日別アーカイブ: 2021年10月25日

ソニッケアとオーラルBの比較

前にもコメントさせていただきました、岡山の津高歯科の前田です。質問はソニーケアとブラウンオーラルBの件です。内ではブラウンをお勧めしてますし、僕も使用してます。その点についてコメントいただければ、よろしくお願いいたします。

先生はご存知のことが多いかもしれませんが、多くの方がご覧になっていらっしゃるので、釈迦に説法ではございますが、基本的な内容も述べさせて頂きつつ、そんな皆さまにお役立ていただけるように分かり易く書かせて頂きます。その点ご理解頂ければ幸いです。

オーラルBとソニッケアーは、ブラシの動き方に大きな違いがあります。オーラルBは、 “いわゆる”手磨き用の歯ブラシの形状とは異なり、『丸型の歯ブラシ』が高速で回転するのに対し、ソニッケアーは『従来の手磨き用歯ブラシと同じ形のブラシ』が、音波振動することで、歯を洗浄します(=キャビテーション効果)。どちらも、手磨きと比較して汚れつまり「プラーク」の除去力は、手磨きの倍以上であるとのことです。

この時点で、どちらを使用しても価値があるということであり、手磨きは時代遅れ、絶対に使うべきアイテムが電動歯ブラシといえるでしょう。
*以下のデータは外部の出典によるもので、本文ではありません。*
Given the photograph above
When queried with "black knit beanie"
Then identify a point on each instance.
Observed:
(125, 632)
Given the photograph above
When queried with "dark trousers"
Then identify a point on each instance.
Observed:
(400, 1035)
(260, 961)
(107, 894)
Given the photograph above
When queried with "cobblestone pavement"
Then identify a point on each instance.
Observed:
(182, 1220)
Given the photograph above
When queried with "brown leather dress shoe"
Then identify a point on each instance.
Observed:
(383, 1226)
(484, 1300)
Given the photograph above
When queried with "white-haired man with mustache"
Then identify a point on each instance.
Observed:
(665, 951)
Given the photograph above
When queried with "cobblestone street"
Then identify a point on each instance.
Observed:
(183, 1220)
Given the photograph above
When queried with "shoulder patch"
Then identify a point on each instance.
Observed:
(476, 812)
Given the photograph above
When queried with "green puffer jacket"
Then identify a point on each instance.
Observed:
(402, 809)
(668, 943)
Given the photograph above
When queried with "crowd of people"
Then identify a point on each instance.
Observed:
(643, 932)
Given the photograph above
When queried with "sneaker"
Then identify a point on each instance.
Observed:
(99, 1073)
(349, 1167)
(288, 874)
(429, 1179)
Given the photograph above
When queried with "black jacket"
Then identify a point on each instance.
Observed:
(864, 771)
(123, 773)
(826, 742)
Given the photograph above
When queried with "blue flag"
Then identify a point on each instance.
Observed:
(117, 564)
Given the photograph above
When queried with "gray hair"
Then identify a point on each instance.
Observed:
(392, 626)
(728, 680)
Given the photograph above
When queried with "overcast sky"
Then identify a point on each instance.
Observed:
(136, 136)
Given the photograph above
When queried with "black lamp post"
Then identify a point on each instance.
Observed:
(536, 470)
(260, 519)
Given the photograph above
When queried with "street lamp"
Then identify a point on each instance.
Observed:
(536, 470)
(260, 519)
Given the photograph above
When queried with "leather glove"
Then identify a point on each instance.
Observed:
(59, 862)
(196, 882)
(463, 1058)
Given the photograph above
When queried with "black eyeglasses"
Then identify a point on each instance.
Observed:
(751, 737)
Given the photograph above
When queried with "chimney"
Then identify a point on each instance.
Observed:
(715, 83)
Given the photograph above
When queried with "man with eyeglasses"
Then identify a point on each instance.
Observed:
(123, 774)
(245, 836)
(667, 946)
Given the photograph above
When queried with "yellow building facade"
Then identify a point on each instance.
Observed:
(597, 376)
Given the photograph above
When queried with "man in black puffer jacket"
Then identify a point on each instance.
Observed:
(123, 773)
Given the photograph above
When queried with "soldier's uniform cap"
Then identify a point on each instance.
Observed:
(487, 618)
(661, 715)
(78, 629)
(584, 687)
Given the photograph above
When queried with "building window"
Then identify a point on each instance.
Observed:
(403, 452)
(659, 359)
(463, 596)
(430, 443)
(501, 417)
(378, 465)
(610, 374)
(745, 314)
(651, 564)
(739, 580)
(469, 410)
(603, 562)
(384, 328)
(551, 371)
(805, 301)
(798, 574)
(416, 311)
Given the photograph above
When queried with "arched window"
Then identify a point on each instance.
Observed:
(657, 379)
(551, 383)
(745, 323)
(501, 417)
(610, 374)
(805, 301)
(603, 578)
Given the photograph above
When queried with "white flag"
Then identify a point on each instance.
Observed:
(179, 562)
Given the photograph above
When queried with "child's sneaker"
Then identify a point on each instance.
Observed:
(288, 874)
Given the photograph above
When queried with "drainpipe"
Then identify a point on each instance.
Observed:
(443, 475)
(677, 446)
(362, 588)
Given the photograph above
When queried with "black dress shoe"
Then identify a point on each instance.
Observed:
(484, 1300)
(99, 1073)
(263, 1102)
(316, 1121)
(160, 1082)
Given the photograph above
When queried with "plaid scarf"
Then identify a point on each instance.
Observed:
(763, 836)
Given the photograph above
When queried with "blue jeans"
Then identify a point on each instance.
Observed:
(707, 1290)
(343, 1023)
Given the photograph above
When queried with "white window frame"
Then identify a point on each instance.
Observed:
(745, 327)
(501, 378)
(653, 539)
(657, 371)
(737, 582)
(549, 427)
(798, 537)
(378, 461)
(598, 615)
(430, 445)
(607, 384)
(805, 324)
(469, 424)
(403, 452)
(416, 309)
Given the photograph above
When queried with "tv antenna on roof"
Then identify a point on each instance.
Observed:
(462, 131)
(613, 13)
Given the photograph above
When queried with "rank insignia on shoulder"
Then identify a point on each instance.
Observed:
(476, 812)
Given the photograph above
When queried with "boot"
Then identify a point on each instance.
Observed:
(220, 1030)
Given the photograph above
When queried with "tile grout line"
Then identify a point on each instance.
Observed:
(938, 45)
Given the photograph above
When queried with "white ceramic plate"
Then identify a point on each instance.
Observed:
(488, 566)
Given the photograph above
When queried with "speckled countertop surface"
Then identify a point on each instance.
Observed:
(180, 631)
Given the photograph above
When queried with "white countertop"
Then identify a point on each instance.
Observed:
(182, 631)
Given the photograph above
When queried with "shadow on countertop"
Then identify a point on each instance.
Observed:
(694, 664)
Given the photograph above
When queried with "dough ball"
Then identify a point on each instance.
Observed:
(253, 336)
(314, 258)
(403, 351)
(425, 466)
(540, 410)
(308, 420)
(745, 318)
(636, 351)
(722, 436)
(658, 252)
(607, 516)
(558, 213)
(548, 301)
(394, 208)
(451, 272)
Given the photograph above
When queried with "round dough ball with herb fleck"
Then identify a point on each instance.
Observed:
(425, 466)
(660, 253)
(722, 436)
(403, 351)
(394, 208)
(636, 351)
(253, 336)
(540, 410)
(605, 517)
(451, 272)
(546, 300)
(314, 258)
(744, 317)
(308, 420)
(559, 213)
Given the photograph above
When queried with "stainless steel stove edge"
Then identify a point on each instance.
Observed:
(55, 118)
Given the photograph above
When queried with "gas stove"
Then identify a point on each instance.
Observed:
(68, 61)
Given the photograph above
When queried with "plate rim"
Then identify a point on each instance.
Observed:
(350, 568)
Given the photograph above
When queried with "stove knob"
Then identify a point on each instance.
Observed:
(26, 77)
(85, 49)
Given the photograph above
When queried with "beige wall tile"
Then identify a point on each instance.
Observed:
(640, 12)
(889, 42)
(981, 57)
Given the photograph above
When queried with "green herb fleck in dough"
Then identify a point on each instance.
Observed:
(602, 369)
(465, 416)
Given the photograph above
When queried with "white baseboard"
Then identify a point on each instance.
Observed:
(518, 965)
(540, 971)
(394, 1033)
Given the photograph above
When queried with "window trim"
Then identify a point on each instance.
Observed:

オーラルBのiO9は使用したことがありませんでした。最初はソニッケアを使用していました。オーラルB製品を初めて使用した『私の感想、主観』としては、ブラッシングの振動がソニッケアーに比べて強力という印象です。これはおそらく、リニアモーターカーと同じ磁気駆動システムによるものではないかと感じています。

我々のような専門知識を持つ歯科医師や、歯でご苦労を重ねた患者様であり、歯のメンテナンスやブラッシングに長けた方たちであれば、この強いブラッシング力というのは「最強の武器」となりえるでしょう。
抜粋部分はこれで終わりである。